In his report, Johnson disputes the claim that race was a main factor in how the districts were drawn. Johnson said at no time during my engagement with the city did I use any euphemistic terms as code for racial considerations.
Last month, a judge threw out the recently-drawn city council and school board district map after plaintiffs alleged the maps were unconstitutionally gerrymandered by race and diminished the voices of Black voters. In the ruling, the judge found there was “a compelling case that race was the predominant factor in the drawing of the Challenged Districts,” and that the shape of the districts was “dictated by race.”
Johnson said he never used the terms “rural” or “urban” as code words for white and black.
Rather, when he was describing an area that was “rural”, he said he referred to areas with less-dense housing patterns and significantly lower population per square mile in comparison to other parts of the city.
He then provided this example: “In fact, I regularly considered and described the riverfront region and the greater Argyle Forest area as urban areas. Neither area is even close to majority-Black.
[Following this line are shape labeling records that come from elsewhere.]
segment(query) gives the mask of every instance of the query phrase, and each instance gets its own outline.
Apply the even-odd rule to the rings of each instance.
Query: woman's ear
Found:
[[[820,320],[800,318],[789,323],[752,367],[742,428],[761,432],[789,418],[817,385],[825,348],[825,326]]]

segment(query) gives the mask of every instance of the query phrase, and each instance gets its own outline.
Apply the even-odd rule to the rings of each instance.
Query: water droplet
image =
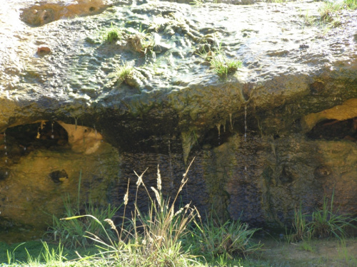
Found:
[[[244,141],[246,141],[246,105],[244,107]]]
[[[221,136],[221,124],[218,123],[216,125],[217,127],[217,130],[218,130],[218,137]]]

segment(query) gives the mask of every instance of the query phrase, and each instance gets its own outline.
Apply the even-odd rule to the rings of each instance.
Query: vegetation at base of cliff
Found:
[[[123,31],[113,26],[113,23],[111,24],[109,29],[103,35],[103,40],[109,43],[120,40],[121,38],[123,38]]]
[[[357,9],[357,0],[324,1],[319,8],[321,20],[328,22],[338,21],[338,13],[343,9]]]
[[[243,66],[241,61],[227,58],[223,53],[221,44],[211,47],[206,43],[199,47],[196,53],[205,62],[208,62],[221,78],[226,78]]]
[[[308,241],[312,238],[335,237],[342,240],[347,236],[347,228],[355,228],[356,218],[351,214],[338,214],[338,209],[334,211],[332,194],[330,204],[326,197],[323,198],[321,209],[311,214],[303,214],[301,206],[296,209],[292,233],[286,236],[288,243]]]
[[[116,68],[116,71],[110,77],[116,78],[116,83],[120,85],[123,83],[127,83],[127,80],[132,78],[134,67],[127,62],[123,61],[121,66]]]
[[[91,214],[76,215],[79,212],[77,207],[74,207],[73,211],[67,210],[66,215],[76,215],[56,220],[51,227],[51,235],[47,236],[54,237],[56,232],[56,240],[61,238],[57,246],[50,247],[47,243],[42,242],[43,247],[38,256],[27,253],[26,259],[22,261],[16,258],[16,250],[22,246],[23,244],[21,244],[12,251],[7,250],[6,263],[31,266],[41,264],[48,266],[166,267],[225,266],[231,264],[241,266],[243,261],[242,257],[258,251],[261,247],[260,244],[254,244],[251,240],[256,229],[250,229],[248,224],[239,221],[220,224],[211,217],[207,222],[203,222],[197,209],[190,204],[178,209],[176,202],[187,183],[188,172],[188,169],[183,174],[174,199],[165,199],[163,196],[159,168],[156,188],[146,187],[143,182],[145,172],[141,175],[136,173],[138,180],[136,183],[134,210],[131,217],[125,216],[129,202],[129,181],[124,197],[124,215],[119,225],[114,225],[114,222],[109,218],[99,220]],[[150,199],[149,210],[146,214],[141,213],[138,207],[139,187],[144,188]],[[68,209],[71,207],[68,202],[66,205]],[[113,211],[113,209],[108,210]],[[99,214],[101,216],[102,214]],[[73,224],[73,229],[69,229],[71,223]],[[58,225],[61,224],[64,226]],[[83,224],[94,224],[97,227],[87,227],[88,231],[84,234]],[[76,233],[77,224],[80,226],[79,233]],[[84,236],[89,241],[84,242],[82,239]],[[74,248],[89,248],[89,251],[82,251],[82,254],[80,251],[76,252],[78,256],[74,259],[73,253],[67,253]],[[248,261],[246,260],[246,262],[248,263]]]

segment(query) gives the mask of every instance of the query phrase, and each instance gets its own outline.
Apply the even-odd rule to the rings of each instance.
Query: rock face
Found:
[[[158,164],[170,196],[193,157],[181,197],[203,214],[283,226],[334,194],[357,215],[356,11],[331,28],[321,2],[11,3],[0,11],[1,225],[44,226],[79,188],[82,203],[119,206],[129,179],[132,207],[133,171],[149,167],[155,186]],[[243,66],[222,76],[212,58]]]

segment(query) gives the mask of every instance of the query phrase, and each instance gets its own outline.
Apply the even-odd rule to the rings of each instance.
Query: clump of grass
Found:
[[[226,78],[228,74],[235,73],[242,66],[241,61],[228,59],[222,55],[213,57],[211,61],[211,64],[216,73],[221,78]]]
[[[204,4],[203,0],[192,0],[192,1],[190,2],[190,4],[195,6],[202,6],[203,4]]]
[[[287,235],[286,237],[288,243],[309,240],[311,237],[309,223],[306,220],[306,214],[302,212],[301,205],[300,205],[300,209],[295,209],[293,232],[293,234]]]
[[[81,214],[92,214],[98,218],[100,221],[104,219],[111,219],[119,208],[114,207],[111,204],[106,206],[96,206],[89,201],[84,206],[79,204],[81,177],[79,177],[78,199],[76,204],[72,204],[69,196],[64,199],[64,206],[65,212],[64,216],[72,217]],[[98,236],[102,237],[106,236],[106,231],[103,231],[101,227],[96,224],[89,221],[83,217],[79,220],[66,221],[62,220],[53,215],[52,225],[49,227],[46,235],[54,241],[59,241],[66,248],[71,249],[79,247],[86,247],[90,245],[91,241],[86,237],[87,232],[95,233]],[[111,235],[111,237],[114,236]]]
[[[357,9],[356,0],[343,0],[343,1],[324,1],[319,8],[321,20],[327,22],[339,21],[338,12],[343,9]],[[340,23],[334,22],[338,26]]]
[[[232,260],[236,256],[246,257],[262,246],[251,240],[258,229],[249,229],[248,224],[239,220],[222,224],[211,216],[206,223],[196,226],[195,244],[200,244],[200,252],[208,258],[223,257]]]
[[[192,162],[191,162],[192,163]],[[190,164],[191,166],[191,164]],[[161,192],[161,178],[158,167],[157,187],[151,187],[154,197],[151,197],[143,181],[145,172],[141,175],[136,174],[136,194],[134,201],[134,211],[131,218],[125,218],[125,211],[129,201],[129,189],[124,196],[124,216],[119,231],[111,219],[104,220],[115,233],[119,241],[109,235],[106,240],[95,233],[87,233],[87,237],[96,242],[101,251],[91,256],[91,261],[102,261],[103,264],[118,263],[121,266],[188,266],[195,262],[194,256],[188,251],[183,251],[182,241],[188,234],[187,227],[192,220],[199,216],[197,209],[189,204],[175,210],[176,202],[180,192],[187,183],[187,173],[183,174],[180,187],[174,199],[165,199]],[[143,187],[150,199],[150,208],[146,214],[140,211],[138,207],[138,190]],[[66,221],[75,221],[87,217],[96,223],[102,229],[104,224],[94,216],[87,214],[66,218]],[[124,224],[124,221],[127,221]],[[129,224],[128,224],[129,222]],[[101,264],[102,264],[101,263]]]
[[[111,43],[116,41],[118,41],[122,38],[122,30],[118,27],[113,26],[111,23],[110,28],[106,31],[103,36],[103,39],[105,42]]]
[[[332,194],[330,204],[323,197],[322,209],[316,210],[309,215],[311,221],[307,221],[307,214],[303,214],[301,208],[294,213],[293,224],[293,234],[287,236],[288,241],[299,241],[309,240],[311,238],[327,238],[333,236],[338,239],[346,237],[347,227],[356,228],[353,224],[356,221],[351,214],[338,214],[338,209],[333,211],[333,197]]]
[[[221,78],[226,78],[229,74],[235,73],[243,63],[241,61],[228,59],[222,53],[221,46],[213,46],[206,44],[201,46],[196,54],[202,58],[205,62],[208,62],[216,73]]]
[[[322,209],[313,212],[312,221],[310,223],[313,236],[335,236],[341,239],[346,236],[346,227],[354,226],[351,223],[355,220],[351,217],[351,214],[338,215],[338,209],[336,213],[333,212],[333,197],[334,194],[332,194],[330,206],[328,200],[324,197]]]
[[[116,78],[119,85],[123,83],[128,83],[127,80],[133,77],[134,70],[132,66],[126,61],[123,61],[121,66],[117,67],[114,73],[110,75],[110,77]]]
[[[308,241],[303,241],[298,246],[298,249],[308,252],[315,252],[314,248]]]

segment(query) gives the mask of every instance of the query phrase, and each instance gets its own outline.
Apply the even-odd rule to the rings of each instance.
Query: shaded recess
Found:
[[[357,117],[345,120],[325,120],[317,123],[306,134],[313,140],[357,140]]]
[[[26,153],[34,149],[68,148],[68,134],[56,122],[40,122],[6,129],[8,149]],[[19,152],[17,151],[17,152]]]

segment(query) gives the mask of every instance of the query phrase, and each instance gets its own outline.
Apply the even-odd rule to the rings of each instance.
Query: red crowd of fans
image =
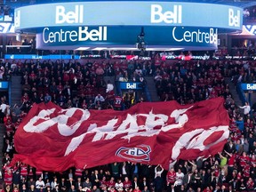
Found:
[[[232,84],[224,81],[224,77],[229,77],[236,79],[236,83],[244,81],[243,76],[246,73],[255,75],[253,63],[248,64],[252,67],[248,69],[245,63],[240,61],[192,60],[172,64],[158,61],[156,65],[151,61],[125,64],[111,63],[112,60],[88,61],[85,65],[74,60],[2,63],[5,68],[4,76],[8,70],[12,75],[22,76],[23,94],[21,106],[9,107],[6,99],[1,99],[1,112],[6,126],[3,148],[4,190],[255,191],[255,119],[250,108],[249,113],[245,110],[244,113],[240,112],[228,90]],[[16,64],[15,68],[11,68],[12,64]],[[109,82],[106,84],[104,76],[116,76],[116,80],[127,78],[134,81],[143,81],[144,76],[152,76],[162,100],[175,100],[181,104],[224,97],[230,116],[230,135],[223,151],[214,156],[199,156],[193,161],[180,160],[168,172],[164,171],[161,165],[148,166],[129,162],[84,170],[74,167],[64,172],[42,172],[22,163],[10,166],[15,153],[15,130],[34,102],[51,100],[65,108],[116,108],[111,101],[115,93],[113,84],[111,86]],[[125,103],[126,99],[124,100]],[[128,97],[127,100],[131,100],[130,106],[136,103],[132,102],[132,98]],[[127,104],[126,108],[130,106]],[[244,106],[241,108],[248,109],[249,107]]]

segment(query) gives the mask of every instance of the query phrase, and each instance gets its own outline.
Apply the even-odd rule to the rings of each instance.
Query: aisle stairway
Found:
[[[21,76],[12,76],[11,82],[11,105],[13,106],[17,103],[19,106],[20,103],[21,98]]]
[[[159,100],[159,97],[157,96],[157,93],[156,93],[154,77],[153,76],[145,76],[145,79],[147,81],[148,92],[149,92],[150,97],[151,97],[151,101],[159,101],[160,100]]]
[[[232,97],[235,100],[235,103],[236,103],[238,106],[243,106],[243,103],[239,98],[237,92],[236,92],[236,86],[233,84],[233,82],[231,82],[230,77],[225,77],[225,82],[226,82],[226,84],[228,84],[229,92],[232,94]]]
[[[2,171],[2,159],[3,159],[3,156],[4,156],[4,154],[2,152],[2,149],[3,149],[3,147],[4,147],[4,135],[5,133],[5,126],[4,124],[0,124],[0,172],[1,173],[3,172]],[[3,188],[3,177],[0,177],[0,190]]]

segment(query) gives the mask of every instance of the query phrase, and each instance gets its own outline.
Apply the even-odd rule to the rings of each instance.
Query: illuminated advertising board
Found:
[[[241,30],[242,20],[243,9],[236,6],[157,1],[36,4],[17,8],[14,14],[16,29],[64,26],[181,26]]]
[[[241,84],[242,90],[255,91],[256,84]]]
[[[1,33],[14,33],[13,23],[0,22],[0,34]]]
[[[131,44],[135,46],[140,27],[46,27],[36,35],[37,48]],[[145,27],[146,45],[197,46],[216,49],[218,29],[213,28]]]

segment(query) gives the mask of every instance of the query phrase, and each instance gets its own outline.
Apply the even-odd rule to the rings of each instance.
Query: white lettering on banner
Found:
[[[68,144],[65,156],[68,156],[70,152],[76,150],[84,140],[86,134],[95,133],[92,141],[99,141],[100,140],[111,140],[118,135],[126,134],[122,139],[130,140],[131,138],[136,136],[151,137],[153,135],[159,134],[160,132],[168,132],[172,129],[183,127],[188,122],[188,117],[185,114],[187,110],[193,108],[191,106],[188,108],[173,110],[170,116],[175,119],[173,124],[166,125],[169,116],[164,114],[154,114],[151,110],[148,114],[127,114],[126,118],[122,121],[120,124],[116,124],[117,118],[111,119],[106,122],[105,125],[99,127],[96,124],[90,124],[87,132],[77,137],[72,138]],[[72,117],[76,110],[83,112],[81,118],[74,124],[67,124],[69,117]],[[78,108],[69,108],[60,110],[57,116],[50,118],[50,116],[54,113],[55,108],[48,110],[41,110],[40,113],[31,118],[29,122],[24,125],[23,129],[27,132],[43,132],[48,130],[51,126],[57,124],[58,131],[62,136],[71,136],[80,127],[81,124],[90,117],[90,112],[88,110],[83,110]],[[138,117],[145,116],[145,124],[138,125]],[[37,121],[42,121],[40,124],[35,125]],[[161,129],[154,129],[155,127],[161,126]]]
[[[44,44],[76,42],[76,41],[107,41],[107,27],[99,27],[98,29],[89,30],[89,27],[78,27],[76,30],[63,30],[51,32],[49,28],[43,30],[43,41]]]
[[[83,23],[84,19],[84,5],[75,5],[74,12],[66,12],[65,6],[58,5],[56,6],[56,24],[62,23]]]
[[[207,146],[204,145],[204,141],[206,140],[207,138],[211,137],[211,135],[214,132],[221,131],[223,131],[223,134],[220,138]],[[180,150],[184,148],[186,148],[186,149],[193,148],[204,151],[205,149],[209,149],[212,146],[227,140],[228,135],[228,126],[214,126],[211,127],[209,130],[196,129],[192,132],[186,132],[177,140],[172,148],[172,159],[176,160],[180,154]]]
[[[246,84],[247,90],[256,90],[256,84]]]
[[[163,12],[163,7],[160,4],[151,4],[151,23],[165,22],[182,23],[182,6],[173,5],[173,12],[167,11]]]
[[[62,109],[60,111],[60,116],[53,118],[50,118],[50,116],[56,110],[56,108],[51,108],[48,110],[41,110],[40,113],[31,118],[29,122],[24,125],[24,131],[28,132],[43,132],[48,130],[51,126],[57,124],[60,134],[62,136],[70,136],[79,128],[81,124],[87,120],[90,116],[88,110],[83,110],[80,108],[72,108],[69,109]],[[74,113],[78,110],[83,113],[81,119],[76,122],[72,125],[67,124],[69,117],[72,117]],[[38,120],[44,120],[43,123],[35,125]]]
[[[136,89],[136,84],[130,84],[130,83],[127,83],[126,84],[126,89]]]
[[[230,27],[240,27],[240,11],[237,10],[236,14],[233,9],[228,9],[228,26]]]
[[[181,28],[184,29],[185,28]],[[176,32],[177,27],[172,29],[172,37],[176,42],[190,42],[190,43],[200,43],[200,44],[218,44],[218,29],[210,28],[209,32],[202,32],[200,29],[195,31],[185,30],[180,33]]]

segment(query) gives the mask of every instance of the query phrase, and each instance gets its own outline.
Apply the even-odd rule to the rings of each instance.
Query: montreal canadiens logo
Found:
[[[150,161],[150,147],[146,145],[140,145],[135,148],[122,147],[117,149],[116,156],[130,161]]]

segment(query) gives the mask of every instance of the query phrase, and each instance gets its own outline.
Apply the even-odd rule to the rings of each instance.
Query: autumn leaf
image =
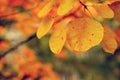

Similarly, the Riverside Historic District is clearly urban and not even close to majority-Black.”
Johnson said political make-up was considered when determining where council borders would be and noted that, “I do not believe that political affiliation is a proxy for race in Jacksonville.”
Then he explained his methodology, writing, “In Jacksonville, 55% of registered Democrats are African American. In addition, only 80% of African Americans registered to vote are registered Democrats, which is below the national levels measured by the Pew Foundation.”
He also takes issue with the data used by the plaintiffs which relied more on information from Miami-Dade and the City of Miami than Jacksonville.
The next hearing is scheduled for next Friday, Dec. 9. At that time Dr. Johnson is expected to appear and will be questioned about this report.
To read the entire response, click here.
The judge has set a Dec. 28 deadline for a new map to be approved, and elections officials have real concerns over the lawsuit and what’s going to happen. That’s because we’ve got anelection coming up in the spring and many be voting and we may not know what district we’re actually in. And that’s what has to be decided soon.
The Jacksonville Branch of the NAACP and others have filed their objections to the city’s remedial maps and proposed three maps of their own, designated P1, P2 and P3 (see below).
Ben Frazier of the Northside Coalition, one of the plaintiffs in this case, had plenty to say about Johnson.
“They got this guy from out of state, they’re paying him big bucks to lie for them. That’s what they are paying this man for. Dr. Johnson is the city’s puppet clear and simple,” Frazier said. “And they are in fact, paying him to dance. And Dr. Johnson is dancing all the way to the bank. He knows nothing about Myrtle Avenue. Nothing about Moncrief. And I would venture to guess by reading his declaration that the clear indication is that he doesn’t know jack about Jacksonville either.”
He also said that the city council “has failed to cure the gerrymander, as directed by the judge. They have failed to do what the judge asked them to do. All they’re doing is marching back and trying to confuse people with this baloney.”
The plaintiffs say maps P1 and P2 better follow major geographical boundaries and create districts that are “compact and contiguous so that people of the city are adequately represented.”
As for map P3, the plaintiffs say, it “cures the most egregious violations, by not stripping Black residents from District 14 and not packing them into other districts.”
The plaintiffs argue the judge should reject the city’s remedial map and choose one of the alternatives until there is a final order in the case.